BÖRSE

Genehmigung dauert länger als der Bau Jobcenter zahlen mehr fürs Heizen Landwirte: Gewinne stark gestiegen Dax mit minimalen Verlusten

von Redaktion

Führende Vertreter der Baubranche haben überlange Wartezeiten auf Baugenehmigungen beklagt. Die Bearbeitung eines Bauantrags dauere heute doppelt so lang wie der Bau an sich, sagte der Präsident der Bundesingenieurkammer, Heinrich Bökamp, bei der Eröffnung der internationalen Bau-Messe in München. „Das ist für uns ein Megathema“, sagte der Präsident des Hauptverbands der Deutschen Bauindustrie, Peter Hübner.

Die Heizkosten von Hartz-IV-Haushalten sind wegen der Energiekrise im vergangenen Jahr stark gestiegen. Die Jobcenter bezahlten insgesamt 2,3 Milliarden Euro nur für Heizung und Warmwasser an Empfänger von Hartz IV-Leistungen, das waren 6,9 Prozent mehr als 2021: Dies berichtete die „Bild“ unter Berufung auf Zahlen der Bundesagentur für Arbeit (BA).
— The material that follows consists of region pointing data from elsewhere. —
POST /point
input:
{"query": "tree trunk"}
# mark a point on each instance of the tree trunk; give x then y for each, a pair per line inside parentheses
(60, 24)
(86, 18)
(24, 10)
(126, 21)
Die Landwirte in Deutschland haben dank der stark gestiegenen Nahrungsmittelpreise im Wirtschaftsjahr 2021/2022 deutlich mehr verdient. Pro Betrieb stiegen die Gewinne laut Landwirtschaftsministerium teils um mehr als 60 Prozent; das Einkommen je Arbeitskraft legte im Schnitt um knapp ein Drittel auf 43 500 Euro zu. Der Preisanstieg für viele landwirtschaftliche Erzeugnisse habe auch die höheren Kosten für Futter und Energie kompensiert. Das Ministerium betonte am Montag, ein teils starkes Gewinnplus hätten fast alle Betriebsformen verzeichnet. Nur im Obstbau sank der Gewinn je Betrieb deutlich um mehr als ein Drittel auf 59 000 Euro je Betrieb.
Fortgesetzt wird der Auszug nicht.